Here's an example Python script that reads an Nginx log file and creates a DataFrame:

import re
import shlex
import pandas as pd

class Parser:
    IP = 0
    TIME = 3
    TIME_ZONE = 4
    REQUESTED_URL = 5
    STATUS_CODE = 6
    USER_AGENT = 9

    def parse_line(self, line):
        try:
            line = re.sub(r"[\[\]]", "", line)
            data = shlex.split(line)
            result = {
                "ip": data[self.IP],
                "time": data[self.TIME],
                "status_code": data[self.STATUS_CODE],
                "requested_url": data[self.REQUESTED_URL],
                "user_agent": data[self.USER_AGENT],
            }
            return result
        except Exception as e:
            raise e


 if __name__ == '__main__':
    parser = Parser()
    LOG_FILE = "access.log"
    with open(LOG_FILE, "r") as f:
        log_entries = [parser.parse_line(line) for line in f]

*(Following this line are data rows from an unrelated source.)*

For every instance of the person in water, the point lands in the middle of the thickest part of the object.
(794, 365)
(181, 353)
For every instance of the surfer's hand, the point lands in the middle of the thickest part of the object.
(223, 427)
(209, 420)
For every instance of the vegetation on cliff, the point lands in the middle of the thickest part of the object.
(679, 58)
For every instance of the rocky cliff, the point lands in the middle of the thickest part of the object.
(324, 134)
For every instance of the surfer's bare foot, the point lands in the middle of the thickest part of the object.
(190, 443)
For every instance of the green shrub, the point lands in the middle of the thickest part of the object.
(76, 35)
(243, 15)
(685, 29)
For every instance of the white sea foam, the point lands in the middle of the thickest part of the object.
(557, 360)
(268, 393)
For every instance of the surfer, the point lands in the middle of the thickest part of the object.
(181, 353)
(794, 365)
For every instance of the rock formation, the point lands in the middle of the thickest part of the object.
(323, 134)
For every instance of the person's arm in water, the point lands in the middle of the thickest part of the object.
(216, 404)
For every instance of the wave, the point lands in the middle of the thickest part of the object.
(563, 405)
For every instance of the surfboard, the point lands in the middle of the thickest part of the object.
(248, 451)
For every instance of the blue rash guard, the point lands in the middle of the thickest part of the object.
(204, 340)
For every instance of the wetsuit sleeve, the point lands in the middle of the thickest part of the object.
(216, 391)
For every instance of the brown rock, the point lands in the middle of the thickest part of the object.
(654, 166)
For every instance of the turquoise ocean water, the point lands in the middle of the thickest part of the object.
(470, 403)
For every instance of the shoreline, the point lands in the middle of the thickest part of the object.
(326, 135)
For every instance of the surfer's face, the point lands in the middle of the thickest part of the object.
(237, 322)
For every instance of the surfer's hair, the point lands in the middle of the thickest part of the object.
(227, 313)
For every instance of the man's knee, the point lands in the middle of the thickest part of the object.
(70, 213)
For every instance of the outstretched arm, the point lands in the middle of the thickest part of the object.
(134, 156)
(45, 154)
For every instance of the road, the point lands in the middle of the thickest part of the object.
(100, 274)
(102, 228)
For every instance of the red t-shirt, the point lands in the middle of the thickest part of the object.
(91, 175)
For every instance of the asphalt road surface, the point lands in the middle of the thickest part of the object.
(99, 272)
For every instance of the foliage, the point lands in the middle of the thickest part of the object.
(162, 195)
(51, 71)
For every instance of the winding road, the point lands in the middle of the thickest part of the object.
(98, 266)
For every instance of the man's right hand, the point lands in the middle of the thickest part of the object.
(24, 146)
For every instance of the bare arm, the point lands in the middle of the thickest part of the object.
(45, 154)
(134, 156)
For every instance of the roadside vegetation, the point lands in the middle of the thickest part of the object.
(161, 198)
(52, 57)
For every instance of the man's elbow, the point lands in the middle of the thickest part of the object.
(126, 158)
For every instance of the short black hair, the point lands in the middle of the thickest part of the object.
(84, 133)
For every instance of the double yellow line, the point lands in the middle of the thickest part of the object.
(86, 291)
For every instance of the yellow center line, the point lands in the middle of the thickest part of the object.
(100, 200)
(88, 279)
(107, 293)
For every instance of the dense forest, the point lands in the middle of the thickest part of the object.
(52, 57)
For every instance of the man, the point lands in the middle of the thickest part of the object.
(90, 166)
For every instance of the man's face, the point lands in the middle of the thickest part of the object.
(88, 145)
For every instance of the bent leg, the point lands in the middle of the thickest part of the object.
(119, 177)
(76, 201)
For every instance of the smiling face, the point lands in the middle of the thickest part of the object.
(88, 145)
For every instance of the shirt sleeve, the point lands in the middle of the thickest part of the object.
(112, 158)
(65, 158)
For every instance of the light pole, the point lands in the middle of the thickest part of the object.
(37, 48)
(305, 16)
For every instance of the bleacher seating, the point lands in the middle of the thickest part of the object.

    logs_df = pd.DataFrame(log_entries)
    print(logs_df.head())

Step 4: Data Analysis

Once we have the Nginx log data in a DataFrame, we can perform various data analysis tasks.for example :

All requests with status code 404
logs_df.loc[(logs_df["status_code"] == "404")]

Requests from unique ip addresses
logs_df["ip"].unique()

Get all distinct user agents
logs_df["user_agent"].unique()

Get most requested urls
logs_df["requested_url"].value_counts().to_dict()

Conclusion

Parsing Nginx logs using Python can provide valuable insights into website traffic and usage patterns. By using the pandas library, we can easily read and manipulate the log data. With the right analysis, we can gain insights into website performance, user behavior, and potential security threats.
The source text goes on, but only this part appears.